En esta invención, la expresión de proteínas de mamíferos de interés se consigue mediante la utilización de la recombinación homóloga para la integración de un gen amplificable y de otras secuencias reguladoras próximas a un gen de interés sin que se interrumpa la producción de un transcrito correcto. Es posible la amplificación de la región que comprende el gen amplificable y el gen de interés, la fragmentación del genoma y su transferencia directa o indirecta a un huésped de expresión para la expresión de la proteína diana. Entonces la región diana se amplifica, caso de no haberse amplificado previamente, y se seleccionan las células de la población que producen la proteína diana.
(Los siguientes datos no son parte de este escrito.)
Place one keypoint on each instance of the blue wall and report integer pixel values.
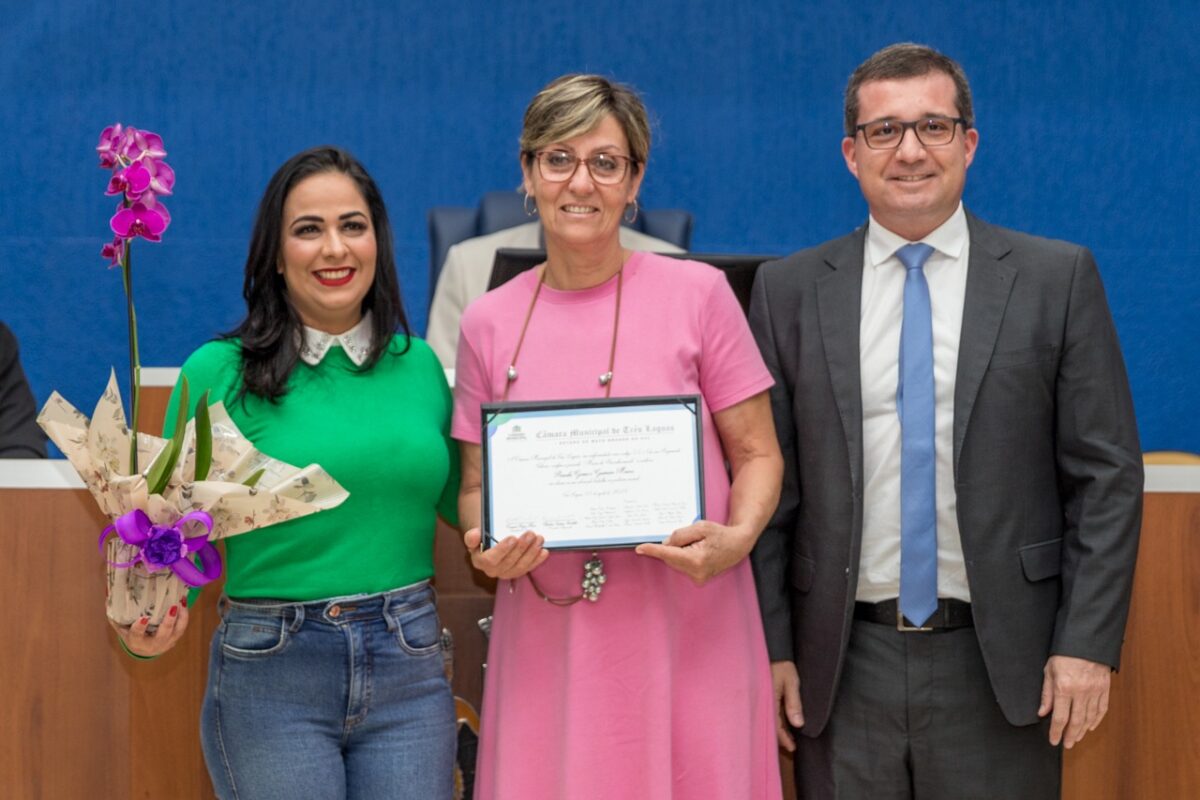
(1087, 118)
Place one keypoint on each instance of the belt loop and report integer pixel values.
(297, 617)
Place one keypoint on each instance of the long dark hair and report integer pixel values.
(270, 332)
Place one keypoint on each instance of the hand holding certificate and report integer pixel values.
(592, 474)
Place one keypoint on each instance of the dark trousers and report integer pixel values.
(915, 719)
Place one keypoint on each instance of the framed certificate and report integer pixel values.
(592, 474)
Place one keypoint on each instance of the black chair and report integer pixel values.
(450, 224)
(739, 270)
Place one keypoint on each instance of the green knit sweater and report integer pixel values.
(382, 433)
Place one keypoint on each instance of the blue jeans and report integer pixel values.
(341, 698)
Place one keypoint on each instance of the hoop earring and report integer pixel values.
(627, 216)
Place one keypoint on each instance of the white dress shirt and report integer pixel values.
(357, 343)
(883, 277)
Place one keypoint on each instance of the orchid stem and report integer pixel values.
(135, 364)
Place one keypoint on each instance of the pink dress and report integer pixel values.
(661, 689)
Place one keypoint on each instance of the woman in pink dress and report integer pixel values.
(660, 687)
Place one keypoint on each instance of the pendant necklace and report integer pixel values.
(593, 569)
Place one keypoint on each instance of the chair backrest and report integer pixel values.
(739, 270)
(450, 224)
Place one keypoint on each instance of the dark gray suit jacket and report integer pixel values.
(1047, 463)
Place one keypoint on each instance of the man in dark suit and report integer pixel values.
(961, 458)
(19, 434)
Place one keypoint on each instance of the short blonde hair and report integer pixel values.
(574, 104)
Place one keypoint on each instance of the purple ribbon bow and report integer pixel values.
(165, 546)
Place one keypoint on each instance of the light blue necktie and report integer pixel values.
(915, 403)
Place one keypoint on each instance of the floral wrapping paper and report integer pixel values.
(99, 450)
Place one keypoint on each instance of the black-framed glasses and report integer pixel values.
(558, 166)
(931, 131)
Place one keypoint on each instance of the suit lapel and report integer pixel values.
(989, 284)
(839, 307)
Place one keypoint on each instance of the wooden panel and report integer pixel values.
(73, 697)
(66, 691)
(465, 596)
(1149, 746)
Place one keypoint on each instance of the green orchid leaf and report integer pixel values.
(160, 473)
(203, 438)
Las células que producen niveles altos y estables de la proteína se cultivan y se utilizan para la expresión de la proteína diana.

En las Figuras:

Fig. 1 es una representación esquemática del plásmido pCG.1 mostrando la secuencia de la región de clonación múltiple modificada;

Fig. 2 es una representación esquemática de la construcción del plásmido pCG.HR1;

Fig. 3 es una representación esquemática del resultado de marcar el locus EPO por recombinación homóloga con el ADN del pCG.HR1 cortado con NotI;

Fig. 4 es una representación esquemática del fragmento de amplificación mediante la PCR que se origina a partir de células en las que ha tenido lugar un acontecimiento de recombinación homóloga.

En concreto, los procedimientos y composiciones se proporcionan para la producción de proteínas de interés de mamíferos en cultivos. El procedimiento utiliza la recombinación homóloga en una célula huésped para la integración de un gen amplificable en las proximidades de un gen diana, el cual codifica para la proteína de interés. La región que comprende tanto el gen amplificable como el gen diana se llamará la región amplificable. Se aplicaran condiciones a las células primarias transformadas resultantes que permitan seleccionar para la amplificación, o bien la amplificación se realizará a continuación. "Transformadas" incluye transformadas, transfectadas, transducidas, conjugación, fusión, electroporación o cualquier otra técnica para introducir ADN en una célula viable. Los cromosomas o ADN de las células transformadas se utilizan entonces para transferir la región amplificable al genoma de células huésped de expresión secundarias, donde la región diana, si no se ha amplificado previamente suficientemente o en absoluto, se amplifica más. Se analizan las líneas celulares resultantes para la producción de la proteína diana y se seleccionan las líneas celulares secundarias para niveles de producción deseados, cuyas células pueden cultivarse y utilizarse para la producción de la proteína deseada en cultivo.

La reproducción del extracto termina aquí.